The spacecraft's hydrogen supply ran out as expected in 2010, rendering 2 of its detectors useless. After a 30-month hibernation, NASA reactivated the spacecraft as NEOWISE in 2013. The mission implemented a new data processing pipeline that was designed to work best on solar system objects that have detectable motion. NEOWISE is expected to operate until atmospheric drag shifts its orbit to the point where it will be unable to make observations without sunlight or reflected Earth light entering the telescope.
To find the most luminous galaxies in the universe
To find and study asteroids in our solar system
To better understand the evolution of planets, stars and galaxies
During its primary mission, WISE scanned the entire sky twice in infrared, snapping pictures of three-quarters of a billion objects. By February 2011, at the end of the primary mission and 4-month NEOWISE Post-Cryogenic Mission, the space telescope had detected more than 157,000 moving solar system objects that included at least 584 near-Earth objects, roughly 2,000 Jupiter Trojans, 18 Centaurs and scattered-disk objects, and about 120 comets. WISE also detected a handful of irregular satellites of Jupiter and Saturn, including Iapetus and Phoebe, as well as cometary dust trails and dust bands in the zodiacal cloud.
This top-down view of the solar system shows the positions on 15 December 2018 of all main belt asteroids (grey circles), near-Earth asteroids (green circles) and comets (yellow squares) detected by NEOWISE during its first 5 years of operations since reactivation.White circles show objects detected during the final week of year 5. The blue circles and points indicate the orbits and locations of Mercury, Venus and Mars. The Earth and its orbit are shown in cyan.
The overall goal of NEOWISE is to detect, track and characterize near-Earth asteroids. The goal of the 3-year primary mission, which started in December 2013, was to observe the entire sky 6 times using the telescope's remaining 2 infrared detectors.
Dimensions: 2.85 meters along telescope axis, 2 meters wide on solar panel axis, 1.7 meters deep.
Power: NEOWISE's fixed solar arrays can provide up to 551 watts of power; on average the spacecraft consumes 301 watts.

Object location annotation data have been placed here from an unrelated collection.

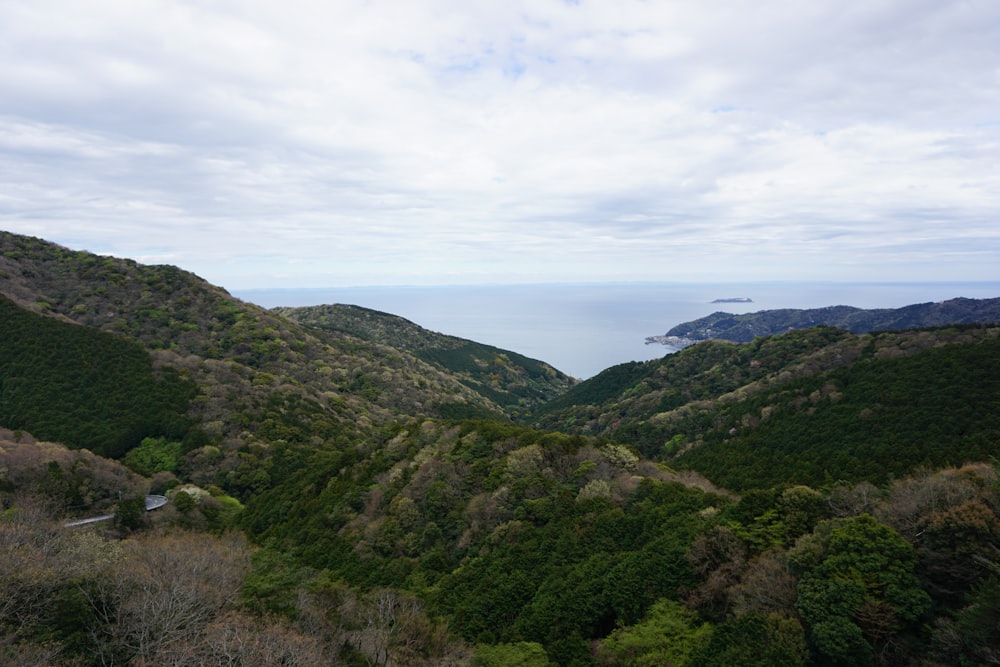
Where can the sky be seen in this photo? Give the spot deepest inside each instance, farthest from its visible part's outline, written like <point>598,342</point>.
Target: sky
<point>422,142</point>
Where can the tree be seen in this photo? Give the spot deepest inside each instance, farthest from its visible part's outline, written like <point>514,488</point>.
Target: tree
<point>862,593</point>
<point>521,654</point>
<point>669,635</point>
<point>163,591</point>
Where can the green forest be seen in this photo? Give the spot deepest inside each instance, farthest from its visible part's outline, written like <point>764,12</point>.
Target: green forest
<point>346,488</point>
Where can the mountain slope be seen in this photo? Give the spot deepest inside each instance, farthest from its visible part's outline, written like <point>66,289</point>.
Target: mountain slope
<point>744,328</point>
<point>507,378</point>
<point>804,407</point>
<point>261,378</point>
<point>83,387</point>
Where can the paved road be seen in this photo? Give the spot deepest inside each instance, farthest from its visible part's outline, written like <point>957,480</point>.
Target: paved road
<point>152,503</point>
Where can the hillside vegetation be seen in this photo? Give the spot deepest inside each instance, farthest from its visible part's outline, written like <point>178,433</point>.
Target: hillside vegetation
<point>509,379</point>
<point>807,407</point>
<point>745,327</point>
<point>347,488</point>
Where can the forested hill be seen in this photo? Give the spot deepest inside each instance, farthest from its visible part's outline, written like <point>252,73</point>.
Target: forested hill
<point>808,406</point>
<point>508,378</point>
<point>348,489</point>
<point>259,377</point>
<point>744,328</point>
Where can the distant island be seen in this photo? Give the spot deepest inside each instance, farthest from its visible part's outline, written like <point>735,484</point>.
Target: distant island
<point>746,327</point>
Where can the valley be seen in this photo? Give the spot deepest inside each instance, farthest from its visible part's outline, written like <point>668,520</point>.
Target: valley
<point>358,490</point>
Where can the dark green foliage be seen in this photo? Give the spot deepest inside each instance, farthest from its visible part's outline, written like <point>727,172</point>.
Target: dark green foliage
<point>862,593</point>
<point>872,420</point>
<point>130,514</point>
<point>512,381</point>
<point>154,455</point>
<point>521,654</point>
<point>754,640</point>
<point>744,328</point>
<point>83,387</point>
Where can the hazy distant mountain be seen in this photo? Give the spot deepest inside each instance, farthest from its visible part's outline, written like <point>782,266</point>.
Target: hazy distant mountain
<point>511,380</point>
<point>744,328</point>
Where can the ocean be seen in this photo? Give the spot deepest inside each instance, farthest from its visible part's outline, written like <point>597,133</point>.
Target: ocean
<point>581,329</point>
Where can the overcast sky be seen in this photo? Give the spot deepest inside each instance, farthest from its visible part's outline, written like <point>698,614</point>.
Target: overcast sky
<point>340,142</point>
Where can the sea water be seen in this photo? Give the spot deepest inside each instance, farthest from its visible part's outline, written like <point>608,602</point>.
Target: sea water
<point>581,329</point>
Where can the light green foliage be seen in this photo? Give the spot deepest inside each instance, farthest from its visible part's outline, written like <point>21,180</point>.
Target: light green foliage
<point>669,635</point>
<point>862,591</point>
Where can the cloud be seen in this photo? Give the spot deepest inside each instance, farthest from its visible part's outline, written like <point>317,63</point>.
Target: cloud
<point>389,142</point>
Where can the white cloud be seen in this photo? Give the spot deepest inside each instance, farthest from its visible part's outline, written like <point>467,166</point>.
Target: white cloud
<point>395,142</point>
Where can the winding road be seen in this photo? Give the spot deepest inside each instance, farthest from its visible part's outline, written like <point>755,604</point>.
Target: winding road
<point>152,503</point>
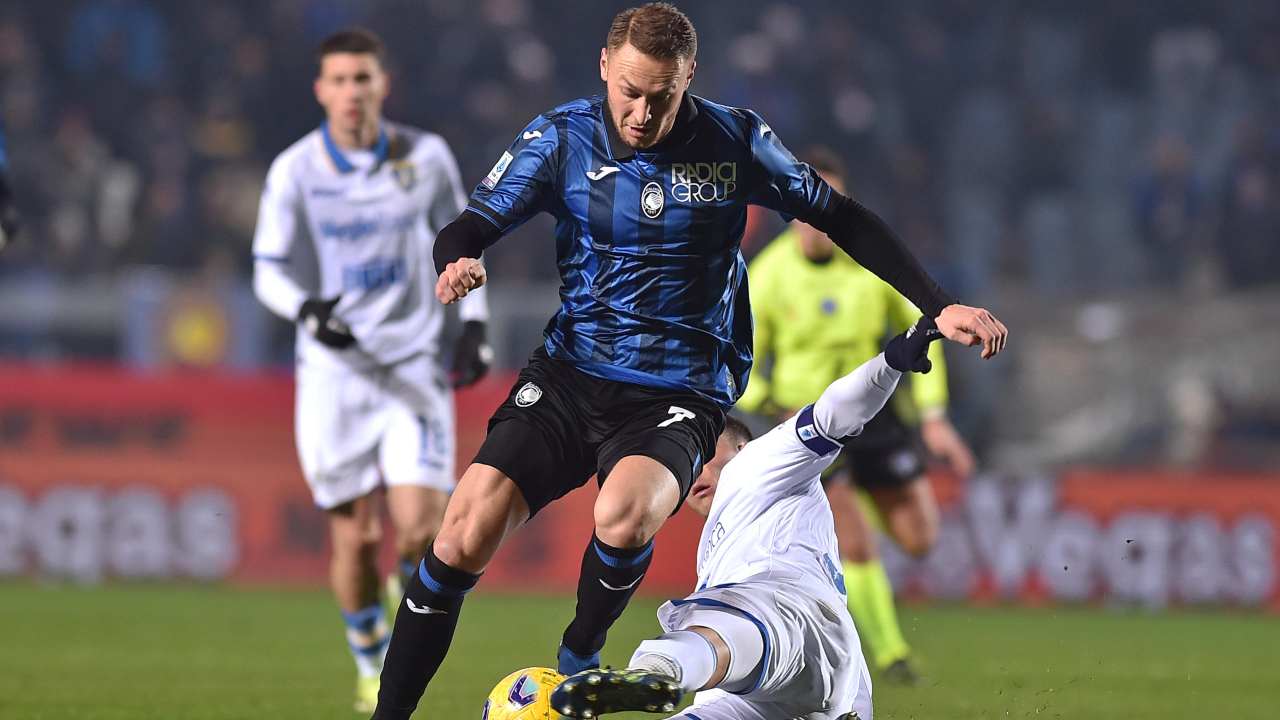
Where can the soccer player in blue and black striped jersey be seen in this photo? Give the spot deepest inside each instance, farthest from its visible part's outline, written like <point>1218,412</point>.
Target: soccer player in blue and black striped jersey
<point>8,213</point>
<point>649,186</point>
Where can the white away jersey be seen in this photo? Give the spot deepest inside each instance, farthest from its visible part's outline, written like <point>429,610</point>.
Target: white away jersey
<point>361,226</point>
<point>769,514</point>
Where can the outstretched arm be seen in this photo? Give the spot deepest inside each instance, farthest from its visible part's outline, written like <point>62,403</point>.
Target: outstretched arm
<point>850,402</point>
<point>795,190</point>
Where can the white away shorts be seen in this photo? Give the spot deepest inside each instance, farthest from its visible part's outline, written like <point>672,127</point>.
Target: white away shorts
<point>813,665</point>
<point>360,427</point>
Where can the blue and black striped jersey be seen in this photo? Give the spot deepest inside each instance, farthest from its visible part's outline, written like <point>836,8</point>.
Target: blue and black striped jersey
<point>653,283</point>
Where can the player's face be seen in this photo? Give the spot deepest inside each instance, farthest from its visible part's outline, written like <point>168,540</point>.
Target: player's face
<point>644,92</point>
<point>703,491</point>
<point>813,242</point>
<point>351,87</point>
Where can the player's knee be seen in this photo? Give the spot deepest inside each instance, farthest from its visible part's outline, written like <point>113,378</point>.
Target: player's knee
<point>859,552</point>
<point>412,542</point>
<point>625,522</point>
<point>856,546</point>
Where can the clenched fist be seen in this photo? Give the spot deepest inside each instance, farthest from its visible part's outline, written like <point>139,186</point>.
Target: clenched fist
<point>973,326</point>
<point>460,278</point>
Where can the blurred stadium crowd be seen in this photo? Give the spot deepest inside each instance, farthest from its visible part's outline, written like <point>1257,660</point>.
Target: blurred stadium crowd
<point>1107,174</point>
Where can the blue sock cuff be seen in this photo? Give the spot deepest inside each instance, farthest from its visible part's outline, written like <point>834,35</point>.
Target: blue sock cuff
<point>364,619</point>
<point>440,588</point>
<point>373,648</point>
<point>617,557</point>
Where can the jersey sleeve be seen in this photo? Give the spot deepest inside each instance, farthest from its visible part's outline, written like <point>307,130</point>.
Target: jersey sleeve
<point>792,455</point>
<point>928,390</point>
<point>279,223</point>
<point>448,203</point>
<point>785,185</point>
<point>524,180</point>
<point>449,197</point>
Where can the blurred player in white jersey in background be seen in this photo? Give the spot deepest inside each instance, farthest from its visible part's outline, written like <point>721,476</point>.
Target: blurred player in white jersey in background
<point>343,247</point>
<point>767,634</point>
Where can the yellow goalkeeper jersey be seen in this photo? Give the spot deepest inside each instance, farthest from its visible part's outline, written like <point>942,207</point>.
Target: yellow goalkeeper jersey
<point>818,322</point>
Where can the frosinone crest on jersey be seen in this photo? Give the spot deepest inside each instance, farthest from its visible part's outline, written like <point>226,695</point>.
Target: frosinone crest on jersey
<point>528,395</point>
<point>652,200</point>
<point>405,174</point>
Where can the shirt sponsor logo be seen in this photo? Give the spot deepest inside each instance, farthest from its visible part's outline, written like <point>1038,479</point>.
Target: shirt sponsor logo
<point>606,171</point>
<point>498,169</point>
<point>703,182</point>
<point>652,200</point>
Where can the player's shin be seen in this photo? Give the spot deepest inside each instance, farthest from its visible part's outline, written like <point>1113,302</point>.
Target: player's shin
<point>684,656</point>
<point>609,578</point>
<point>366,634</point>
<point>424,629</point>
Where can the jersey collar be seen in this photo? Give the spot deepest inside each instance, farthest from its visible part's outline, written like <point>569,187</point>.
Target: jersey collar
<point>341,160</point>
<point>680,132</point>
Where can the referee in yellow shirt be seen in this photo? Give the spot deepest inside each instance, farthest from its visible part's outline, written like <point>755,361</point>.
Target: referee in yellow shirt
<point>818,314</point>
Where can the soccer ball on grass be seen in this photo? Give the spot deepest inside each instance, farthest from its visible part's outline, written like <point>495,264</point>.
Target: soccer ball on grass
<point>525,695</point>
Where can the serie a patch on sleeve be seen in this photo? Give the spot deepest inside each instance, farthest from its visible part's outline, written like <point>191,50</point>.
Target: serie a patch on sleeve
<point>498,169</point>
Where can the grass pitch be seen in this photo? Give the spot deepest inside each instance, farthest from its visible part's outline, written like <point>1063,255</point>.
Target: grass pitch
<point>129,652</point>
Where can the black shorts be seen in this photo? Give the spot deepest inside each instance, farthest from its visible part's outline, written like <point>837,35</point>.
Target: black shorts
<point>560,425</point>
<point>886,454</point>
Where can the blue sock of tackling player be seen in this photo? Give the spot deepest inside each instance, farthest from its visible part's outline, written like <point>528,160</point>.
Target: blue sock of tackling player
<point>368,636</point>
<point>407,569</point>
<point>609,578</point>
<point>424,629</point>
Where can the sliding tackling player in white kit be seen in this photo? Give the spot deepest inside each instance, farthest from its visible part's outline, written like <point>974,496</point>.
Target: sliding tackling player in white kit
<point>767,636</point>
<point>343,246</point>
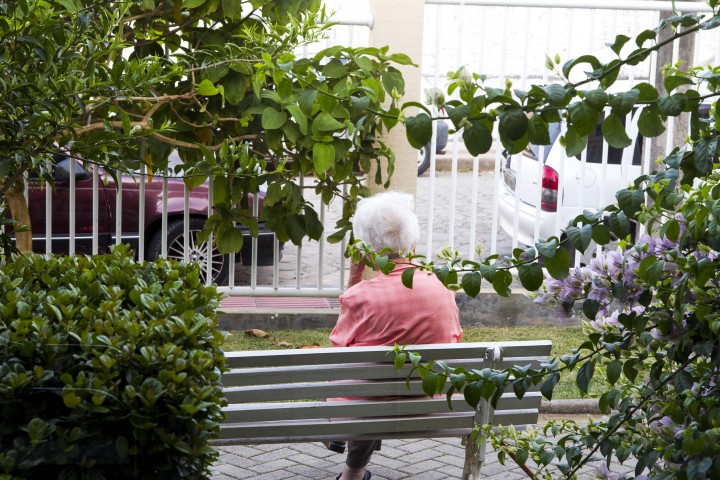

Cooling: WISE's cyrostat cooling system, which surrounds the telescope and its infrared detectors, used a primary and secondary frozen hydrogen tank to chill the telescope's two longer-wavelength detectors to less than 8 Kelvin. The hydrogen supply was expected to last 10 months, and lasted until roughly 10-and-a-half months after launch.
Orbit: WISE was launched into a 525-kilometer, circular, sun-synchronous polar orbit with an inclination of 97.5 degrees. Over time, atmospheric drag has caused it to drift into what is now a 481 x 487-kilometer orbit with an inclination of 97.4 degrees.
The orbit allows the spacecraft to stay in sunlight continuously, with its solar arrays face-on to the Sun while the telescope points perpendicular into space. As the spacecraft continues to drift, it will eventually be unable to observe without sunlight or reflected Earth light entering the telescope, which will end the mission.
Launch vehicle: Delta II 7320-10 from Vandenberg Air Force Base
WISE telescope design
A labeled schematic of the WISE / NEOWISE telescope's major components.
NEOWISE is equipped with a 40-centimeter-diameter telescope. Light from the telescope is routed to 4, 1-megapixel infrared detectors tuned to distinct wavelengths: 3.4, 4.6, 12, and 22 μm (designated W1, W2, W3, W4, respectively). After the telescope's frozen hydrogen supply ran out, only the shorter-wavelength 3.4 and 4.6 μm detectors remained usable.
WISE’s 1-million-pixel detectors were a vast improvement over the 1983 Infrared Astronomical Satellite’s 62-pixel detectors. The James Webb Space Telescope will improve on WISE with 4-million-pixel detectors in the 0.6 to 5 μm range, and 1-million pixel-detectors up to 28 μm.